Bamboccioni non va bene, sfigati men che meno, allora è il caso di provarci con un termine che sia international e adatto al mondo giovanile, ma che al contempo racchiuda il consueto monito professorale. “Non bisogna mai essere troppo ‘choosy’, meglio prendere la prima offerta e poi vedere da dentro e non aspettare il posto ideale”, suggerisce ad un convegno dell’Assolombarda la ministro Fornero con scarsa fortuna. Che è il risultato quello che conta: polemiche a go go.
Choosy, come a dire – per farla rapida alla stregua dei giornali con Google translate – “schizzinosi”. In altre parole ancora: cogliere la palla al balzo una volta terminati gli studi (diploma o laurea), fare il proprio ingresso nel mondo del lavoro e vedere poi come la va.
A leggere i dati sulla disoccupazione giovanile (che non contemplano esclusivamente chi ha portato a compimento gli anni di formazione) si potrebbe arrivare a credere che tutte le ragioni siano dalla parte di Elsa Fornero. In effetti, il suo, è stato il tipico esempio di espressione che cela grosse verità da un lato e parziale visione dall’altro. Il tasso di disoccupazione, in Italia, è cresciuto nel suo insieme (superando il 10%), mentre la fetta di popolazione attiva che comprende i 15-24enni senza un lavoro è aumentata ulteriormente oltrepassando (e di molto) la soglia psicologica del 30%. Ciò è dipeso dai contratti atipici – i tecnici al governo lo sanno bene, tant’è che hanno di recente varato una riforma del mercato del lavoro volta a introdurre determinati correttivi – di cui usufruiscono specialmente i più giovani. Lo sviluppo, se vogliamo scorretto, di tale procedura non ha permesso loro di variare tra diverse mansioni acquisendo così sempre maggiori competenze, bensì ha provocato un’alternanza talvolta prolungata di periodi di occupazione ad altri di nullafacenza in cui la ricerca di un nuovo impiego è piuttosto equivalso ad un buco nell’acqua (non a caso risultano in aumento anche i neet, ovvero coloro che né studiano né lavorano). Colpa di un mercato pressoché ingessato – nonostante le 46 tipologie contrattuali risalenti a prima della riforma i cui effetti potremo giudicarli soltanto in futuro –, la Fornero può rivendicare le proprie ragioni laddove concentra su di sé l’assoluta bontà del suo intervento per cui il mercato del lavoro deve essere flessibile e dinamico in una prospettiva di crescita.
Peccato che esistano numeri che consiglierebbero un diverso approccio al tema. La disoccupazione tra i laureati triennali è passata dal 16% del 2009 al 19% del 2010. Peggio va ai laureati con specialistica: quelli senza lavoro si attestano al 20% (dati AlmaLaurea).

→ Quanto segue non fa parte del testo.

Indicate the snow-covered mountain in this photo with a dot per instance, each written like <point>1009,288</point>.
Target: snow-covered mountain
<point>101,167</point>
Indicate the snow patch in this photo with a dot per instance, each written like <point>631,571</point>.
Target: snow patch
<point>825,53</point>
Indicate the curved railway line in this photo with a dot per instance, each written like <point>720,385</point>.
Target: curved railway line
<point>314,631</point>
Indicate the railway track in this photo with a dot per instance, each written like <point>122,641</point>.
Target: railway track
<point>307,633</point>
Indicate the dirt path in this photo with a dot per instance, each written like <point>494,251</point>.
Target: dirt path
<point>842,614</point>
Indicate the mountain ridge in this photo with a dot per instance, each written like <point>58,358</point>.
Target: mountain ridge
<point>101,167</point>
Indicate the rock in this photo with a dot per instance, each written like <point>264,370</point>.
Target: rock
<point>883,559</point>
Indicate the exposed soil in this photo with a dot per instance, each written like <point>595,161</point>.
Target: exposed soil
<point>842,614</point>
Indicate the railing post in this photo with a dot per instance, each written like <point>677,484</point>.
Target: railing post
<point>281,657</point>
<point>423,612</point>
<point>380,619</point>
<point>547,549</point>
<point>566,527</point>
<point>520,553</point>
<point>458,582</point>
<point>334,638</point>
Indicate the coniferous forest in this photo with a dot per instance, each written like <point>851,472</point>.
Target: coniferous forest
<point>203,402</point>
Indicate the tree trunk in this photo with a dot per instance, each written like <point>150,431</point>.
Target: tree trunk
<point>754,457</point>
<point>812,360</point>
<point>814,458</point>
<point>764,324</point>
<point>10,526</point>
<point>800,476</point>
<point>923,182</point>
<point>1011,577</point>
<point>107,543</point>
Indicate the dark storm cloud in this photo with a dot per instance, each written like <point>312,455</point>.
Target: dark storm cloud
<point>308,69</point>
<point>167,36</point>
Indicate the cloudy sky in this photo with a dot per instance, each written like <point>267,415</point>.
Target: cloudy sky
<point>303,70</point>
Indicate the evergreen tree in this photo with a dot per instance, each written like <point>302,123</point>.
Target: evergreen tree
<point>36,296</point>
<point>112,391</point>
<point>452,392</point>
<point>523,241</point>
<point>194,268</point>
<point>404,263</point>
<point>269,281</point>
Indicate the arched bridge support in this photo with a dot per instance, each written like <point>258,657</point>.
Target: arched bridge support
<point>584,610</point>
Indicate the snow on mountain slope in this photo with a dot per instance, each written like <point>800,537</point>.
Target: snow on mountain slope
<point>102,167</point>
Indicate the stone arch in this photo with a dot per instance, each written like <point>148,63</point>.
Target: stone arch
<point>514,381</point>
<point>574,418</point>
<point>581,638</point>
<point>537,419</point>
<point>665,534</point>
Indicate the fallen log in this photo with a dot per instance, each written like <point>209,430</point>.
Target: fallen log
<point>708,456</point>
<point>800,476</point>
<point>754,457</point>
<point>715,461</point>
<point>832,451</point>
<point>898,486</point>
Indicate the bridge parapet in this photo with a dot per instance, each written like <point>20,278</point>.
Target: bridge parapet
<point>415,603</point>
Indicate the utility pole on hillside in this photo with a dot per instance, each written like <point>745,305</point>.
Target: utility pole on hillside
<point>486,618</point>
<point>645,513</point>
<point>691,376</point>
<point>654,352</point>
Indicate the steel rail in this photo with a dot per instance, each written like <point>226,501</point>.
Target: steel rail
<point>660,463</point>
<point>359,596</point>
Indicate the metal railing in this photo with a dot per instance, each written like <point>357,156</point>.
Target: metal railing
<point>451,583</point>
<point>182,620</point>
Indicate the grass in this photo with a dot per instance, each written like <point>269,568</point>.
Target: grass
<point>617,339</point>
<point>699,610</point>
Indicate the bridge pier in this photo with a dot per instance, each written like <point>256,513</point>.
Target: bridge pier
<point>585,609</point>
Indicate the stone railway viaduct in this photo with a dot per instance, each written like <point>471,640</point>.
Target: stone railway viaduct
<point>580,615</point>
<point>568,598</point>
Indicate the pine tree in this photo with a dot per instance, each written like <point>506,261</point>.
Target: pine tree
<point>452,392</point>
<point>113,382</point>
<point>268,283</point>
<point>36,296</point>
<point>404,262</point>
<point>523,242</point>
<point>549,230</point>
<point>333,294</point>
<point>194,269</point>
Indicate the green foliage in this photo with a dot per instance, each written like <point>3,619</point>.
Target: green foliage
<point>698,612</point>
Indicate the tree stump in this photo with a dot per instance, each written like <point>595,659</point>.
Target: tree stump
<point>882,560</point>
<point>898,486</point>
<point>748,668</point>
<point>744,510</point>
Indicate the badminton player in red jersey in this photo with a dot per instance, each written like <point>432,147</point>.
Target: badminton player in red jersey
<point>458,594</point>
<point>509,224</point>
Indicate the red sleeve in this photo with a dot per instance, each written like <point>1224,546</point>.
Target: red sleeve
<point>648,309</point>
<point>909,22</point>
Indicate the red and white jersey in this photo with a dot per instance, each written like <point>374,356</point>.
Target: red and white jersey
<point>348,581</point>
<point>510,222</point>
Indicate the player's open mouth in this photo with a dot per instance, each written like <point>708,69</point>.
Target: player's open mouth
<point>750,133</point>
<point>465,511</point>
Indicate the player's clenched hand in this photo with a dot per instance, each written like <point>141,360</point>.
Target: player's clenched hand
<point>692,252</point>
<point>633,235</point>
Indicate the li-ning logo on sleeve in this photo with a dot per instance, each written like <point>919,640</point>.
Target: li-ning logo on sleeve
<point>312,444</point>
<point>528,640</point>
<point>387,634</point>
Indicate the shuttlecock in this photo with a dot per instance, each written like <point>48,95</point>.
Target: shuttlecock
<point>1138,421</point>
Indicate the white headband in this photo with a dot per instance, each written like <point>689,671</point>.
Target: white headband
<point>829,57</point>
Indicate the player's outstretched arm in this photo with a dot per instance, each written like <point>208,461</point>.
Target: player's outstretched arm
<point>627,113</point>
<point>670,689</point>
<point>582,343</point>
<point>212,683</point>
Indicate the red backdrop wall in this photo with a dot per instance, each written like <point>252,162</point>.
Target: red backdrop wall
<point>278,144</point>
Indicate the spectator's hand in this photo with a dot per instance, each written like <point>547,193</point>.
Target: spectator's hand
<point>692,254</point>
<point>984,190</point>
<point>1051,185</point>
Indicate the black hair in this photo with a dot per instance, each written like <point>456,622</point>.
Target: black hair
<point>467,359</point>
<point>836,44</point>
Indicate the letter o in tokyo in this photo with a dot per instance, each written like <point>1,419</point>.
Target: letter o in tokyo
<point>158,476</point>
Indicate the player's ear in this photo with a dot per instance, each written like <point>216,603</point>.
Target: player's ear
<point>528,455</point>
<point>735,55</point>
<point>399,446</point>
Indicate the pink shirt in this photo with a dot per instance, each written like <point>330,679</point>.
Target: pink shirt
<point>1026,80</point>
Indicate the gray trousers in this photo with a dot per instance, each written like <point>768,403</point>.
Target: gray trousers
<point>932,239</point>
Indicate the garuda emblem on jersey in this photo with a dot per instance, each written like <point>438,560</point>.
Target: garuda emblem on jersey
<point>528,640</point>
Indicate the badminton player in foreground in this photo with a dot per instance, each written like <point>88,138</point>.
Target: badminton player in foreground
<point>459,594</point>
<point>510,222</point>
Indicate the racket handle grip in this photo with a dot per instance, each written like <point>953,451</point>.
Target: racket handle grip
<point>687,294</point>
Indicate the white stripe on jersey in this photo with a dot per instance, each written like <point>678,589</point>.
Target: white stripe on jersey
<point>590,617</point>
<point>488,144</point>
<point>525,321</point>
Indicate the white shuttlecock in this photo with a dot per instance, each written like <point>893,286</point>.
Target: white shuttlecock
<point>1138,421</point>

Le cifre stanno a significare l’evidente scollamento tra mondo accademico e mondo del lavoro che non provoca un senso di abnegazione al cospetto di un impiego che, d’accordo, non sarà il lavoro dei sogni, ma neppure niente che gli si avvicini, sobillando perciò un sentimento di frustrazione verso qualcosa di totalmente avverso ai sacrifici compiuti in precedenza. Nel nostro Paese si tende a conseguire la laurea con un certo ritardo e il lavoro, spesso, non è di qualità. Il paradosso, quindi, è che i posti vacanti nel frattempo diminuiscono, la domanda non è tanto superiore rispetto all’offerta poiché mancano strutture che sappiano coniugarle, chi è pronto a fare il proprio ingresso nel mondo del lavoro non è ritenuto subito all’altezza, le tutele sono pari a zero. Ecco perché c’è un po’ di vero sia nelle riflessioni di Elsa Fornero sia in quelle di coloro che l’hanno criticata.